Berlin Gallery Weekend 5/6: Guan Xiao

Juxtaposing relics both ancient and modern, Beijing-based artist Guan Xiao creates mutant forms and dissonant temporalities in sculpture and video that shed light on our present moment. For her latest solo—her second at Kraupa-Tuskany Ziedler—she looks ahead and explores a future that will never come to pass.

Interview by Franklin Melendez | Photography by Franziska Sinn

Over the past few years, you have been examining ways of seeing in contemporary visual regimes. This latest show seems to mark a shift in perspective: from “ways of seeing” to “ways of physically inhabiting.” This is a subtle shift, but one that strikes me as significant—is it for you?

I’m concerned with people’s mutated situations and shifting habits in the complex environment we currently live in. That includes technology, but also numerous other factors. Like you said, these perspectives (or if you want nuances) are not necessarily competing against each other. And ultimately I believe I’m still working on “ways of seeing,” but under a wider purview. While I was preparing this exhibition, I was also invited by MuHKA in Antwerp to make a video especially for them under the theme: “A Temporary Futures Institute.” I was just thinking about similar issues right around that time—particularly, the huge success of sci-fi movies in recent years.

Is that genre an important source of inspiration for you?

Sci-fi movies have become super hot over the last few years and I love sci-fi movies, but at some point I also started to wonder why all the cool, eye-catching special effects in these movies barely touched me. And I figured it out: the economic system always wants to sell the future to us—it has to—but the truth is the future doesn’t exist. Or better put, the future that we want will never come, it’s an illusion. And the more we over-imagine it, the faster our hopes and expectations about it will fall apart. In considering all this, I also started to realize where my sculptures came from. Sculpture is always about physicality; no matter what kind of fancy theories we apply to it, it’s always an object existing in a certain environment. And my sculptures share a spiritual belonging with my city, Beijing.




The underlying politics of speculative futures certainly resonate with the title of the show: “Living Sci-Fi.” It’s all about timelines projected from the present and their use-value. For me, it also couldn’t help but evoke the urbanization that is currently reshaping Asia and mainland China, where the “future city” seems to have materialized in places like Shanghai, Shenzhen and Guangzhou. I know this is a somewhat problematic confluence, but I wonder if these urban spaces are at all materially resonant?

Not really. When I’m in these cities, I am experiencing them and in a way it has nothing to do with art. And when I’m working, it’s like I’m totally removed from the city—it’s another whole system with its own logic.

Do you think we can imagine an endgame to this process?

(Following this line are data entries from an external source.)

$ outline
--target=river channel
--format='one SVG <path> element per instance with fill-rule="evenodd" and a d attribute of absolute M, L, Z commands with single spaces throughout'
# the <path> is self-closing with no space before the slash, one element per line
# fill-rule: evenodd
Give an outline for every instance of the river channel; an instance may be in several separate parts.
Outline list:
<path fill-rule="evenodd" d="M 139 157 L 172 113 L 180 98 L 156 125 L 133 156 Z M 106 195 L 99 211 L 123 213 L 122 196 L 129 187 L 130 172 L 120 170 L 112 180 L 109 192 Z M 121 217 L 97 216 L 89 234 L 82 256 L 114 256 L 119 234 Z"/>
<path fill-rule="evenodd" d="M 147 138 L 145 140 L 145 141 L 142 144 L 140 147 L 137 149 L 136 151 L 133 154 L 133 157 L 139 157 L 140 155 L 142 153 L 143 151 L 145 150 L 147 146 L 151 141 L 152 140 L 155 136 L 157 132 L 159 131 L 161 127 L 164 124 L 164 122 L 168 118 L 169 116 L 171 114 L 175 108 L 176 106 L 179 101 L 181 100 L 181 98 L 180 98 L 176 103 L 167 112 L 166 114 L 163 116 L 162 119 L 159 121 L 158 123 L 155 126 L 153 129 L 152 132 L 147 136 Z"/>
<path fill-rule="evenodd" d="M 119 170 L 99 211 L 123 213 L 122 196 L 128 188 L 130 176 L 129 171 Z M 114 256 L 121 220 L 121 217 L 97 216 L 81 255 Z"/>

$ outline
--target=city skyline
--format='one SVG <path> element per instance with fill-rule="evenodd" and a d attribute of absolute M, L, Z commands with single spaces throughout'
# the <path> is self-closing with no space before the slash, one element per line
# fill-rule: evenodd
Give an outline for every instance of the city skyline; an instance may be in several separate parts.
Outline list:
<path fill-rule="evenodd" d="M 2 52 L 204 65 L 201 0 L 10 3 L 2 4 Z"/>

I don’t think we can imagine it—perhaps only experience it. And I believe this is the only thing we can do and the best. Any construct or illusion cannot last any longer. Actually, this process of “imagining” is exactly what’s killing the real imagination.
Exactly, because “imagining” and “imaging” are things that have become increasingly confused, particularly in our visual economies, including urbanscapes, cinema and the Internet. Do you think these sectors feed one into the other?

I think the redrawing of urban space and the Internet are two very different situations. I can see why you bring them together, as they both have deeply transformed our life and urban ecology, but I believe they are built on different foundations—where the mutation of our urban space is more based on economic interests, the Internet on human needs.

The new three-channel piece in the show, Degue, Degue, Degue, engages this broad range of shifts by reflecting our own fragmented temporality. In doing so, it also indirectly illustrates why we have this need to imagine a cohesive narrative ahead of us. Is that the case?

First, I want to say: Don’t think (or imagine) too much. That’s one of the major problems of the modern times and of human life in general. If an orientation could be predicted, then it wouldn’t be real—that’s only people’s desire or political agenda. A real orientation can only be found in true experience. I don’t think art should be directly responsible for searching or proposing any directions. But I do believe it can help us find our true experience as humans.

If experience is the determining factor, will anything else be left behind after us, or maybe it does not matter?

I believe there’s no future, or the future and the past are all the same. What happened in the past is exactly what’s going to happen again in the future. Past and future are just words to describe what we have had, and what we strive to have. So I don’t really care what will be left after us. I’m rather trying to notice every moment of my present life.

For her second solo exhibition at Kraupa-Tuskany Zeidler, Beijing-based artist Guan Xiao (b. 1983) looks at rapidly changing urban environments as they are transformed through the speed and influx of economic development and technology. On view through 1 July.